Summary – full Version: http://hrw.org/reports/2005/uganda0905/

For nineteen years the people of northern Uganda have suffered, victims of a war waged between the Lord’s Resistance Army (LRA), a brutal rebel group responsible for countless acts of willful killing, torture, mutilation and abduction, and the Ugandan government, whose undisciplined army, the Uganda Peoples’ Defence Forces (UPDF), has committed crimes against civilians with near total impunity. While the war continues, the displaced people of northern Uganda remain isolated, ignored and unprotected, vulnerable to abuses by both rebel and army forces.

The UN undersecretary general for humanitarian affairs and emergency relief coordinator Jan Egeland describes northern Uganda as one of the world’s worst humanitarian disasters—and least known. While certain aspects of the war such as the LRA’s mutilations and abductions of children have received occasional media coverage, comparatively little has been done by the Ugandan government and the international community to alleviate the suffering of the more than 1.9 million people forced from their homes in northern Uganda to a precarious existence in government displaced persons camps.
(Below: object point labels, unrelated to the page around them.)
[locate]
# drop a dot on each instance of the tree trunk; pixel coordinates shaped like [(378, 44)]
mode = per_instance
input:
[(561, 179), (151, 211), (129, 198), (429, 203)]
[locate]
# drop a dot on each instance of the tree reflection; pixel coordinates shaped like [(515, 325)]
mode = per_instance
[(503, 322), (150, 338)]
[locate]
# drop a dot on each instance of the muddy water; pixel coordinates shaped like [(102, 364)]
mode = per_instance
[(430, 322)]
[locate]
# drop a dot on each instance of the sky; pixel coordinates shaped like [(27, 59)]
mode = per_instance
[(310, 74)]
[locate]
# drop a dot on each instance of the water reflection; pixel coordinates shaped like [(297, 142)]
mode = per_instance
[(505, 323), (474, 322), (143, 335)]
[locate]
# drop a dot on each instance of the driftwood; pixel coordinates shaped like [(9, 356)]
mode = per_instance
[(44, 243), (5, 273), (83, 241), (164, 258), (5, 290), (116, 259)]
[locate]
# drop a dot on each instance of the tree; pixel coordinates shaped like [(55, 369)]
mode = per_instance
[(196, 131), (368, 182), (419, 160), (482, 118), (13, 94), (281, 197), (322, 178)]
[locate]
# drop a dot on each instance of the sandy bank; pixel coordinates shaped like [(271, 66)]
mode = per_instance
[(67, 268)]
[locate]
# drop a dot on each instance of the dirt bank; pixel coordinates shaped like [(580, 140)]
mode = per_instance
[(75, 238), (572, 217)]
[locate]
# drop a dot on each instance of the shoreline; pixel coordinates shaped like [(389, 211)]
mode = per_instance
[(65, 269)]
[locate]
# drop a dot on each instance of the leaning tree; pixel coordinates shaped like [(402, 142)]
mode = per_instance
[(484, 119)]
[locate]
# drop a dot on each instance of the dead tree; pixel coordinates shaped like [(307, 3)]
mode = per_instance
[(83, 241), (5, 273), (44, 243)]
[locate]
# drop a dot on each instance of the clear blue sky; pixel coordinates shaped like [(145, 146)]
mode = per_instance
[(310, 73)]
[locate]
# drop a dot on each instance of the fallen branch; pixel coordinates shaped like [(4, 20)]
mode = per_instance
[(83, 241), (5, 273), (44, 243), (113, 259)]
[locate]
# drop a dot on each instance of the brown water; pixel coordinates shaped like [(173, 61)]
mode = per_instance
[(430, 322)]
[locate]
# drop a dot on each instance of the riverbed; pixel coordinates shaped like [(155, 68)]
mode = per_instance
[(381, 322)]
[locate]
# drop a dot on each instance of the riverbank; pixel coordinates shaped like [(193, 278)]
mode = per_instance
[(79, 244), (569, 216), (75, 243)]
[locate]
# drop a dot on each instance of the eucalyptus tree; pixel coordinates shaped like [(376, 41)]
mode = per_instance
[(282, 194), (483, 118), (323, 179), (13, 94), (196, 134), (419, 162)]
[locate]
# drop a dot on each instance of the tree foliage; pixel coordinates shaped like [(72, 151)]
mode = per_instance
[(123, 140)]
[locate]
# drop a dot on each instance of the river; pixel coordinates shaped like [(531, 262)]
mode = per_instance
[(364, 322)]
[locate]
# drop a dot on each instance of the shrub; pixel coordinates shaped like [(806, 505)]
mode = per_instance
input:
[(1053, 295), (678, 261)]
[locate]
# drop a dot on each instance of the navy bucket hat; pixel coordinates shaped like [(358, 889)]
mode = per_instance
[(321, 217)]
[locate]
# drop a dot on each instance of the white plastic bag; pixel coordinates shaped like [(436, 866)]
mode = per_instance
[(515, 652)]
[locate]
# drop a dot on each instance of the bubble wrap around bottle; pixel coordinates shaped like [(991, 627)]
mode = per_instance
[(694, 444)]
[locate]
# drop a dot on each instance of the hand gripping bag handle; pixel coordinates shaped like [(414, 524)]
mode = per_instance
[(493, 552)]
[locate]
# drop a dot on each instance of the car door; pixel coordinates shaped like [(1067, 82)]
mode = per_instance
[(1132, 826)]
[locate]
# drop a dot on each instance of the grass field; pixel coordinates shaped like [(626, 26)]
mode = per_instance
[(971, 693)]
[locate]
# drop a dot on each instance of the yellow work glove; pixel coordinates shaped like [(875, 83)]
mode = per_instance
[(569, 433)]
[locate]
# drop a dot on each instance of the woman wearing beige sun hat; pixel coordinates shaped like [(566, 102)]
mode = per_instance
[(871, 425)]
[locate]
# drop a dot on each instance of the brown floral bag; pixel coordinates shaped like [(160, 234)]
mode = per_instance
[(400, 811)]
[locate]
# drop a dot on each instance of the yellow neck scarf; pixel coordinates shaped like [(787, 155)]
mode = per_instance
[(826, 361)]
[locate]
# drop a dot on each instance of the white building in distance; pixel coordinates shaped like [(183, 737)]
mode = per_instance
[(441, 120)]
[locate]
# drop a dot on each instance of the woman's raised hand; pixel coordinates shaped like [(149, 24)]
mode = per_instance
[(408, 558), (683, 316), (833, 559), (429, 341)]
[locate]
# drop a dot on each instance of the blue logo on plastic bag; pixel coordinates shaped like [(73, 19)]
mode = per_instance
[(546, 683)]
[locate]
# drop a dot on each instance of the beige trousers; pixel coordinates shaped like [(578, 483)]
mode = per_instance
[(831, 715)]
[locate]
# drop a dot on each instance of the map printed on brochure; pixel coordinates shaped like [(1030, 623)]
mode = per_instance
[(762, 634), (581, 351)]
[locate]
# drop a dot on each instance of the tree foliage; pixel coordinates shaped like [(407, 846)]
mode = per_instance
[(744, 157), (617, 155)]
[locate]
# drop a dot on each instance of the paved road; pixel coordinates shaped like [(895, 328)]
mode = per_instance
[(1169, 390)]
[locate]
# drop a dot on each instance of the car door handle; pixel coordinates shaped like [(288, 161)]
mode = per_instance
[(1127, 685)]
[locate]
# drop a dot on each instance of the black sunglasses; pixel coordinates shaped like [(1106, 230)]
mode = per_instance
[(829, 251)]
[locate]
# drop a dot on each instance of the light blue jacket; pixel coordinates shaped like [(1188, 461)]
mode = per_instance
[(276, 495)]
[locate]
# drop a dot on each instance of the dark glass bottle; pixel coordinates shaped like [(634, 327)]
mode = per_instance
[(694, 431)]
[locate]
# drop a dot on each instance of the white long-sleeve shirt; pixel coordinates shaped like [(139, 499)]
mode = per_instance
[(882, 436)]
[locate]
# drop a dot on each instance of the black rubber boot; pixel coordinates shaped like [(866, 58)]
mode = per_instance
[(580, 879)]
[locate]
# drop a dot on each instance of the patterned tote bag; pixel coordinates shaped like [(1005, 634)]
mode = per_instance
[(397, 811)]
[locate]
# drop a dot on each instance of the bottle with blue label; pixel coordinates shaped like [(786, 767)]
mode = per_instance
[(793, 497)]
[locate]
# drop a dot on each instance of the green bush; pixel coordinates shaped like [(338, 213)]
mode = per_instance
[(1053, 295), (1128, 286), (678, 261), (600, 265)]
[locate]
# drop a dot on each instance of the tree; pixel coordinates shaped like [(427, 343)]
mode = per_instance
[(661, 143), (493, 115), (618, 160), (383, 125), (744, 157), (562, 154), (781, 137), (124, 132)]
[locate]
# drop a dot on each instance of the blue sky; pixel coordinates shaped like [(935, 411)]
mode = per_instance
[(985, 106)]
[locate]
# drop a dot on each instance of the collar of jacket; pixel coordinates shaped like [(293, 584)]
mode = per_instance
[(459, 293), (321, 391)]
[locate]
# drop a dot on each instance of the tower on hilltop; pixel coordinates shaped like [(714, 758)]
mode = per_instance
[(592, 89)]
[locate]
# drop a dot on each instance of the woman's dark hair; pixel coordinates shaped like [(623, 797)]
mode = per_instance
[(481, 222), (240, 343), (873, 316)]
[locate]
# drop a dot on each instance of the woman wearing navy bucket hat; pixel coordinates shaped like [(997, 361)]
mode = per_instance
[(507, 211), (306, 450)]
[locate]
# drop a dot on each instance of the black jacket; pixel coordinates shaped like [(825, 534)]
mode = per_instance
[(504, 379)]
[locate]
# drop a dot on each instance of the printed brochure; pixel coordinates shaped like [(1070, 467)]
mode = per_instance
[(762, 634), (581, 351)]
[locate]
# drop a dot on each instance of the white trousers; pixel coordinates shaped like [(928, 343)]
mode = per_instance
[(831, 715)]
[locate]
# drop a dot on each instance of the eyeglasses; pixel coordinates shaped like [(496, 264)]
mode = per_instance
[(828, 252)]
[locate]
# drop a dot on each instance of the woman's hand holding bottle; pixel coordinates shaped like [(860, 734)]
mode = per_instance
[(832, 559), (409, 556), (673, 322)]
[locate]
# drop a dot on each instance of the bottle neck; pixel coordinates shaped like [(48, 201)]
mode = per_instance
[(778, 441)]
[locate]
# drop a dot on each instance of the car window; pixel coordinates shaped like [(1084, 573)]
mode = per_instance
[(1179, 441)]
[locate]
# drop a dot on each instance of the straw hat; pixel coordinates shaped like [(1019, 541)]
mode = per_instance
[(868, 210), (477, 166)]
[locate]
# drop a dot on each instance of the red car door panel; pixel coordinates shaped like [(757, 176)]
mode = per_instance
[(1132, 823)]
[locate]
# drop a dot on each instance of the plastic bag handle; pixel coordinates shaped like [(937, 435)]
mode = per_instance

Even less has been done by the government and international community to assist their safe return to their homes and livelihoods. Before this war, northern Uganda was overwhelmingly rural, like the rest of Uganda, and poor. Following the forced displacement of 95 percent of the population in the three districts inhabited primarily by the Acholi ethnic group, and the looting and destruction of property by the LRA, northern Uganda is poorer than ever.

The failure of the Ugandan government to address the concerns of the people of northern Uganda has been especially troubling. The UPDF has not provided adequate protection to its own citizens, even to those living in its displaced persons camps. The LRA’s 2005 offensive again targeted displaced persons camps and resulted in numerous atrocities, but the Ugandan army did little to protect this vulnerable population. At the same time, UPDF forces were responsible for widespread abuses against the civilian population in northern Uganda. And while President Yoweri Museveni has gained donor favor by pursuing economic reforms that brought some prosperity to the rest of Uganda, these improvements have not been shared in the north and the area remains economically marginalized.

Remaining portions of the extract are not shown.